Uber President Jeff Jones is leaving the company after just six months in his position due to differences in "beliefs and approach to leadership." His departure comes at the same time the company is facing internal allegations of sexual assault.
"I joined Uber because of its mission, and the challenge to build global capabilities that would help the company mature and thrive long term," Jones said in a statement. "It is now clear, however, that the beliefs and approach to leadership that have guided my career are inconsistent with what I saw and experienced at Uber, and I can no longer continue as president of the ride sharing business."
In a note to his staff obtained by Recode, Uber CEO Travis Kalanick attributed Jones' departure to the recent announcement that the company was seeking a Chief Operating Officer.
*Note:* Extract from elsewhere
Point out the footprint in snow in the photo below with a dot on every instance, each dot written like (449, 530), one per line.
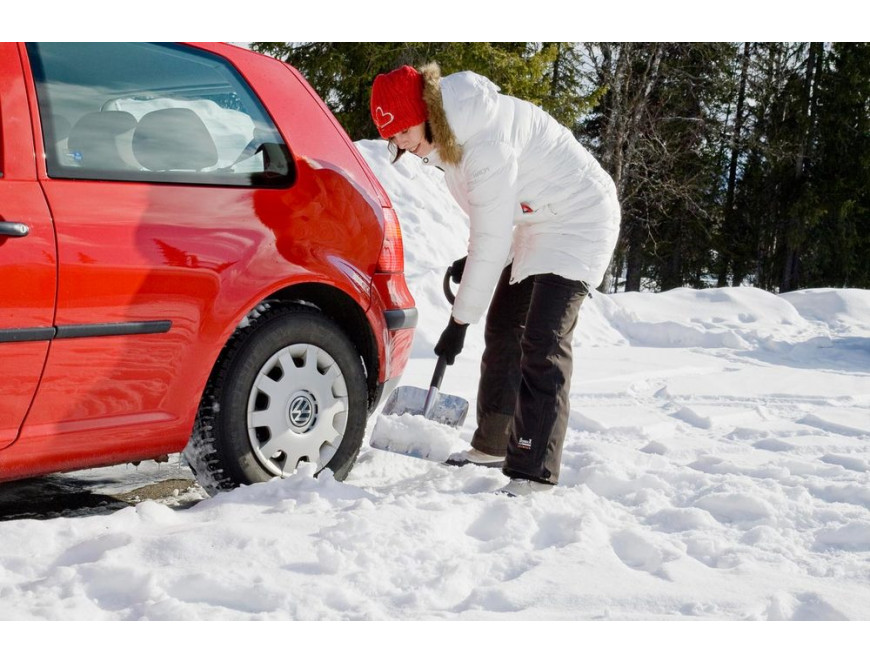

"After we announced our intention to hire a COO, Jeff came to the tough decision that he doesn't see his future at Uber," Kalanick wrote. "It is unfortunate that this was announced through the press but I thought it was important to send all of you an email before providing comment publicly."
However, Uber has recently been plagued by numerous controversies, as well as other executives exiting the company.
Amit Singhal, former SVP of engineering, was asked to step down in February after it was discovered that he did not report a sexual harassment allegation made against him while he was working at Google. An internal investigation into the claim found it to be "credible," Recode reported.
Earlier this month, Ed Baker, the company's vice president of product and growth, announced his resignation. Possibly "questionable behavior" on Baker's part came to light when Uber board member Ariana Huffington received an email claiming Baker engaged sexually with another employee.
Last month Susan J. Fowler, a former Uber site reliability engineer, revealed in a blog post that her manager sexually harassed her when she worked at the company.
According to Fowler, when she reported the offense to human resources officials and management, they declined to punish the alleged offender because he "was a high performer" and this was his "first offense." After speaking with other female employees, though, she realized that both HR and management had been lying about this being the manager's "first offense."
Fowler's post put a spotlight on Uber's diversity issues and the tech industry's male-dominated culture. Uber's own board of directors has just one woman — and had no women for seven years.
DiversityInc Top 50 survey data found a correlation between women representation on boards and diversity-management performance. The DiversityInc Top 50, on average, has 34 percent more women on its boards than all other participating companies.
Uber also received criticism during protests of President Donald Trump's Muslim ban. The company lifted surcharges for passengers traveling to New York's JFK Airport, a decision people saw as supporting and profiting off of the ban. The decision led to the trending topic #DeleteUber. About 200,000 people reportedly deleted the Uber app in response.
In January Rev. Jesse Jackson, president and founder of The Rainbow PUSH Coalition, wrote a letter to Kalanick urging him to report the company's diversity data by February 15. Unlike many big-name tech companies, Uber has not released data on the racial and gender makeup of its workforce.